All results are expressed as mean ± standard deviation. Unpaired, two-tailed t-test was used to calculate the statistical significance between groups, where p< 0.05 was considered to be significant.

This work was supported by Royal College of Surgeons in Ireland, Bahrain (Grant No. BR00164) and Science Foundation Ireland, AMBER Centre (Grant No.: SFI/12/RC/2278_2).

The authors have no conflicts to disclose.

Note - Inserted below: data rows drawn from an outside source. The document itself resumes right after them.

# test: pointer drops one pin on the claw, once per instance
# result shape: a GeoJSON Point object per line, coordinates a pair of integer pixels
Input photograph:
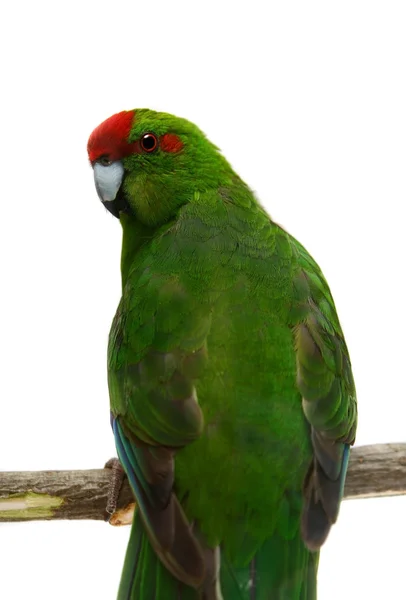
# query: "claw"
{"type": "Point", "coordinates": [116, 480]}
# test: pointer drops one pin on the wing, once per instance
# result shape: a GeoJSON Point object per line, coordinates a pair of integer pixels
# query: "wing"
{"type": "Point", "coordinates": [325, 381]}
{"type": "Point", "coordinates": [157, 349]}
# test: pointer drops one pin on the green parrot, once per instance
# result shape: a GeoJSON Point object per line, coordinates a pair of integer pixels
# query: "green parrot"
{"type": "Point", "coordinates": [233, 404]}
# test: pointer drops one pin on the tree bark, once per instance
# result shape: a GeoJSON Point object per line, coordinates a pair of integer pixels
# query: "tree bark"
{"type": "Point", "coordinates": [374, 471]}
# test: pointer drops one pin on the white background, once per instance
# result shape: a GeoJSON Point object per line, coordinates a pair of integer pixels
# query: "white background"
{"type": "Point", "coordinates": [308, 102]}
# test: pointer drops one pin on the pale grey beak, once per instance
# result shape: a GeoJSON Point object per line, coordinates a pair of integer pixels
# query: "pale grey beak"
{"type": "Point", "coordinates": [108, 180]}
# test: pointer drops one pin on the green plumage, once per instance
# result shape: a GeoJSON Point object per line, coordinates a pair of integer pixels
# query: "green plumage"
{"type": "Point", "coordinates": [229, 380]}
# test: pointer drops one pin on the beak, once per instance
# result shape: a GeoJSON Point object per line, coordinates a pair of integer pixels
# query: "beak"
{"type": "Point", "coordinates": [108, 180]}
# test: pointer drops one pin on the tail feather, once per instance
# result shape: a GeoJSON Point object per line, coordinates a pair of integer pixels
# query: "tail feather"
{"type": "Point", "coordinates": [281, 570]}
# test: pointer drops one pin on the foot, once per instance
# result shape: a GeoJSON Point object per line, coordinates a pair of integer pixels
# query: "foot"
{"type": "Point", "coordinates": [116, 480]}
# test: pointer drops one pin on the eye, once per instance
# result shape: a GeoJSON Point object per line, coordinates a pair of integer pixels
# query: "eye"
{"type": "Point", "coordinates": [149, 142]}
{"type": "Point", "coordinates": [104, 161]}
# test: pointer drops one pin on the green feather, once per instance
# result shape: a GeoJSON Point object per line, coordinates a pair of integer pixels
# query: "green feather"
{"type": "Point", "coordinates": [230, 378]}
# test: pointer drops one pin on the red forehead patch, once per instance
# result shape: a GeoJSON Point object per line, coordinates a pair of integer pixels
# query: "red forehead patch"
{"type": "Point", "coordinates": [111, 137]}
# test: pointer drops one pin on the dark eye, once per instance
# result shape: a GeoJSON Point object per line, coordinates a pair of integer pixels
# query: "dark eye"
{"type": "Point", "coordinates": [149, 142]}
{"type": "Point", "coordinates": [104, 161]}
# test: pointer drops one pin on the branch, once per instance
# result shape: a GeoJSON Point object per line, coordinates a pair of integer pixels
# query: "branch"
{"type": "Point", "coordinates": [374, 471]}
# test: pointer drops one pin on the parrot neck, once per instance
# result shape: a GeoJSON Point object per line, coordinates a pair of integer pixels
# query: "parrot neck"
{"type": "Point", "coordinates": [135, 235]}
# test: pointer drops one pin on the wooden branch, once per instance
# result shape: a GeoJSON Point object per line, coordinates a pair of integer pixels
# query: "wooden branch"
{"type": "Point", "coordinates": [374, 471]}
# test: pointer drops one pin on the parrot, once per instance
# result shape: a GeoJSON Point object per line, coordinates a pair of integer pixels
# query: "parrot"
{"type": "Point", "coordinates": [232, 398]}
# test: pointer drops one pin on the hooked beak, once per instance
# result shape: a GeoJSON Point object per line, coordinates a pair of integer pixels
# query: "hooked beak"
{"type": "Point", "coordinates": [108, 180]}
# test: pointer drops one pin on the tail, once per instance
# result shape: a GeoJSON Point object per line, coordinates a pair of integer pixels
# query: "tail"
{"type": "Point", "coordinates": [281, 570]}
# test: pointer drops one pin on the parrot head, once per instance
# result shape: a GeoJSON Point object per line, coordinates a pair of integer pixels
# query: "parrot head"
{"type": "Point", "coordinates": [148, 164]}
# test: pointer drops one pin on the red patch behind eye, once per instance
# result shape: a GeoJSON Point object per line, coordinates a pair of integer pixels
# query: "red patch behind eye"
{"type": "Point", "coordinates": [111, 137]}
{"type": "Point", "coordinates": [171, 143]}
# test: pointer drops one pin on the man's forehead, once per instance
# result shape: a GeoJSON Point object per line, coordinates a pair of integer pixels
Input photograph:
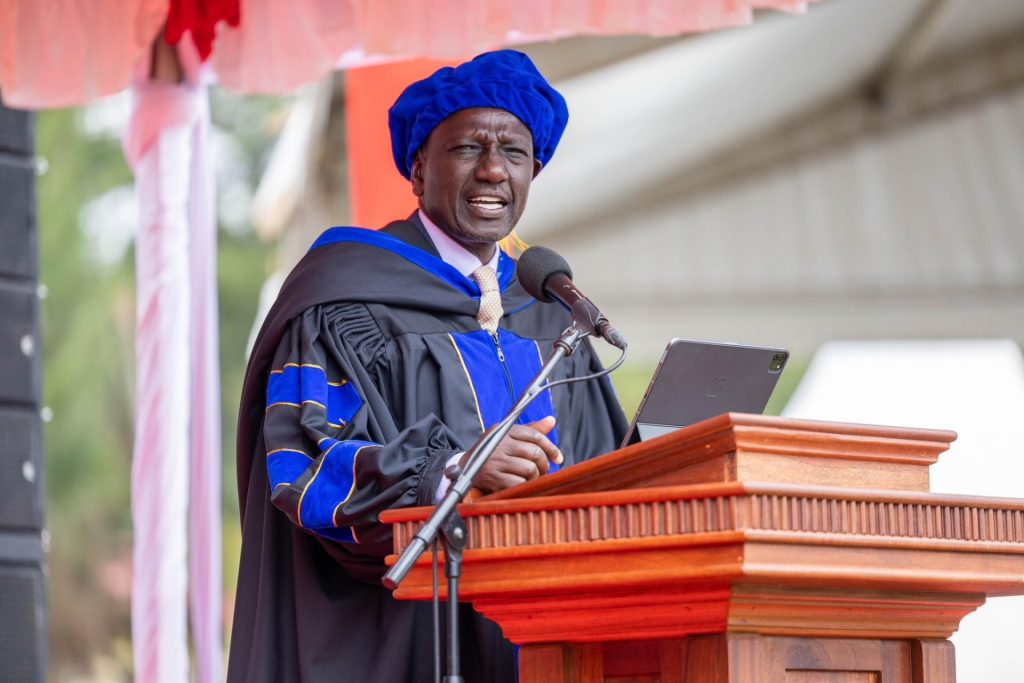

Ethics approval is not required.

Ashang Laiva: Conceptualization (equal); Data curation (equal); Formal analysis (equal); Funding acquisition (lead); Investigation (equal); Methodology (equal); Project administration (equal); Resources (equal); Software (equal); Supervision (lead); Validation (equal); Visualization (equal); Writing – original draft (lead); Writing – review & editing (supporting). Fergal J. O'Brien: Conceptualization (equal); Data curation (equal); Formal analysis (equal); Funding acquisition (equal); Investigation (equal); Methodology (equal); Project administration (equal); Resources (equal); Software (equal); Supervision (lead); Validation (equal); Visualization (equal); Writing – original draft (supporting); Writing – review & editing (equal). Michael B. Keogh: Conceptualization (lead); Data curation (equal); Formal analysis (equal); Funding acquisition (lead); Investigation (lead); Methodology (lead); Project administration (equal); Resources (equal); Software (supporting); Supervision (lead); Validation (lead); Visualization (lead); Writing – original draft (supporting); Writing – review & editing (lead).

The data that support the findings of this study are available from the corresponding author upon reasonable request.